Publié le par Université de Lausanne (Source : Fabien Gris)

"Reconnaissance" - Revue XXI/XX - Reconnaissances littéraires

 

Dans le cadre de la création d’une nouvelle revue littéraire intitulée XXI/XX et consacrée à la littérature française des XXe et XXIe siècles, le comité de rédaction lance un appel à contributions pour le premier numéro. Celui-ci sera consacré à élucider le titre qu’elle s’est donné en prenant appui sur son sous-titre : Reconnaissances littéraires. Ce numéro inaugural, « Reconnaissance », a l’ambition de déplier les acceptions d’un mot-notion hérité de la poétique.

Le titre, XXI/XX, veut signifier la volonté de prendre pleinement appui sur le présent, pour embrasser le paysage littéraire du siècle précédent. La littérature du XXe siècle émet vers nous des signes de reconnaissance. Il nous revient de nous en saisir pour nous aider à démêler ce en quoi nous reconnaissons notre donne. Telle est sans doute l’une des ambitions de la revue, décrire l’état présent du souci littéraire, en prenant appui sur la littérature du XXe siècle, qui s’installe insensiblement dans le recul, le quant à soi d’une période révolue, mais dont nous nous sentons encore puissamment solidaires. C’est cette distance interne que nous voudrions explorer, cette étrangeté sournoise qui vient colorer ce qui s’éloigne. Le XXe siècle nous est familier. Il nous constitue. Nous nous y reconnaissons. Mieux que cela, il est sans doute passionnant de faire de ce mouvement sournois d’éloignement un objet d’exploration, une terra incognita à arpenter, vers laquelle envoyer des missions de reconnaissance.
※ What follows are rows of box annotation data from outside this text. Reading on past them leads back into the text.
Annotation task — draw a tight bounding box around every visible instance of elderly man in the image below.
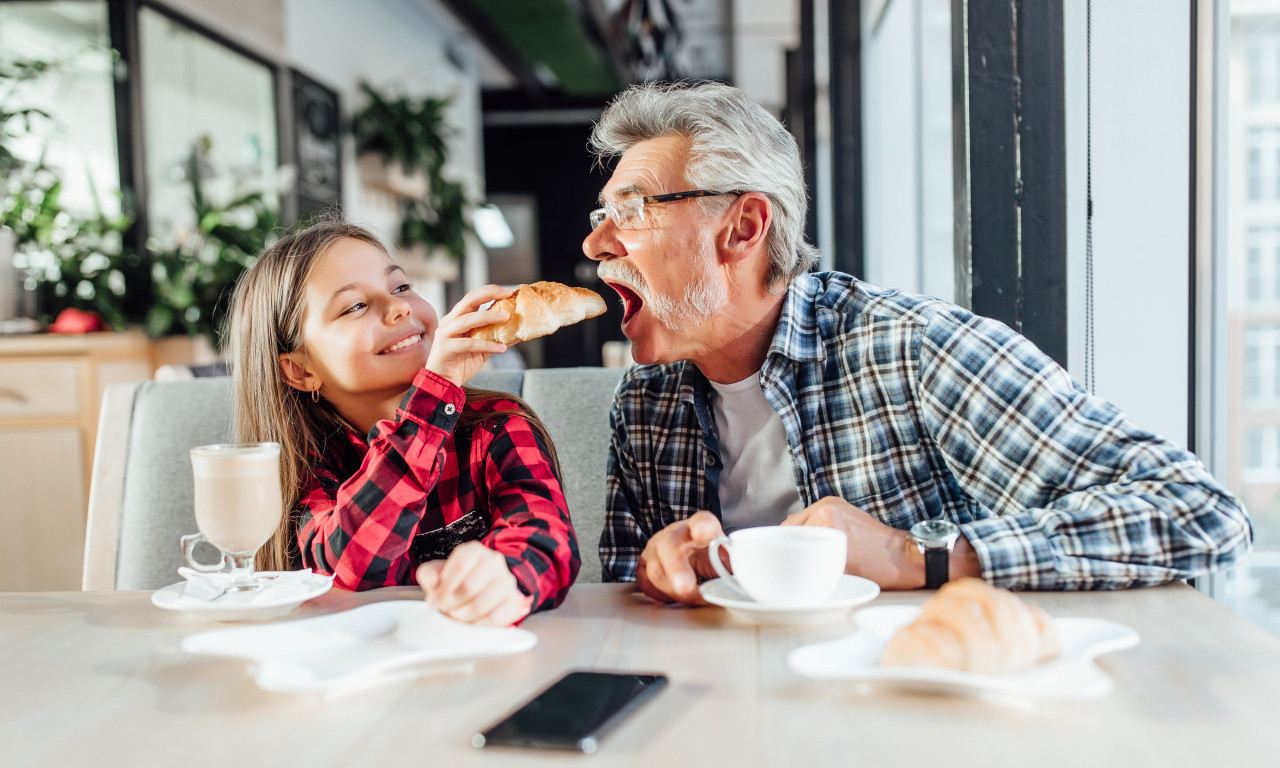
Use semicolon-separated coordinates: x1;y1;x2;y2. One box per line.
582;79;1252;603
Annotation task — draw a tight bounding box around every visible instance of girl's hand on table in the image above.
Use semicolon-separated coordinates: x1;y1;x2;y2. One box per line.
417;541;532;627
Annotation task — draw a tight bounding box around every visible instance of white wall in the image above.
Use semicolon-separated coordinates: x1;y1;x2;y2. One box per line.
1064;0;1192;444
860;0;955;301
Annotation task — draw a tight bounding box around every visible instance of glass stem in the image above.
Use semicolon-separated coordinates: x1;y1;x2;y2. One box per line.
227;553;261;591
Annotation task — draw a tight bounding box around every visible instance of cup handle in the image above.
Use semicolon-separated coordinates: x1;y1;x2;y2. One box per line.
707;536;746;595
182;534;225;573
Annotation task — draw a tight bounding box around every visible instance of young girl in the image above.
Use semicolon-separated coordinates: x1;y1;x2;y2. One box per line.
229;221;579;626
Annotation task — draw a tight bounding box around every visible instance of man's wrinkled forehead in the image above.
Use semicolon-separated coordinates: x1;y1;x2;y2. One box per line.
599;134;689;205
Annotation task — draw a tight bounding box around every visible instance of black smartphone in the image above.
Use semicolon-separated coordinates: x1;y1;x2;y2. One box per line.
471;669;667;754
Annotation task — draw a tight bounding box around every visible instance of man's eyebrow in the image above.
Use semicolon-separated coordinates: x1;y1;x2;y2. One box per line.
595;182;644;205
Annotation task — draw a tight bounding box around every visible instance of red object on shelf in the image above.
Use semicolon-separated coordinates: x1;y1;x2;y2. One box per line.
49;307;106;333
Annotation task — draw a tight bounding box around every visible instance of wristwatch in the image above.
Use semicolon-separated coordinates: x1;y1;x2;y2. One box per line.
906;520;960;589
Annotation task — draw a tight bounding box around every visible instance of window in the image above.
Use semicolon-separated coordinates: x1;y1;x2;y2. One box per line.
0;1;120;216
138;6;279;247
1213;0;1280;634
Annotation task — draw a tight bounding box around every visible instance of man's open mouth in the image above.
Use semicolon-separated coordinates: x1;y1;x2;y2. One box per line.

Au cours d’une conversation avec Walter Benjamin, Gide cite une phrase du Voyage autour du monde de Bougainville : « Lorsque nous quittâmes l’île, nous lui donnâmes le nom d’Île du Salut. » Il en propose aussitôt un bref commentaire : « Ce n’est qu’en quittant une chose que nous la nommons[1]. » Les paysages du XXe siècle ne sont encore qu’imparfaitement nommés. On peut avoir le sentiment qu’ils ont été cartographiés, parcourus en tous sens par des générations de vingtiémistes, mais nous sommes les premiers à qui ils se donnent avec la netteté paradoxale des choses qui s’éloignent.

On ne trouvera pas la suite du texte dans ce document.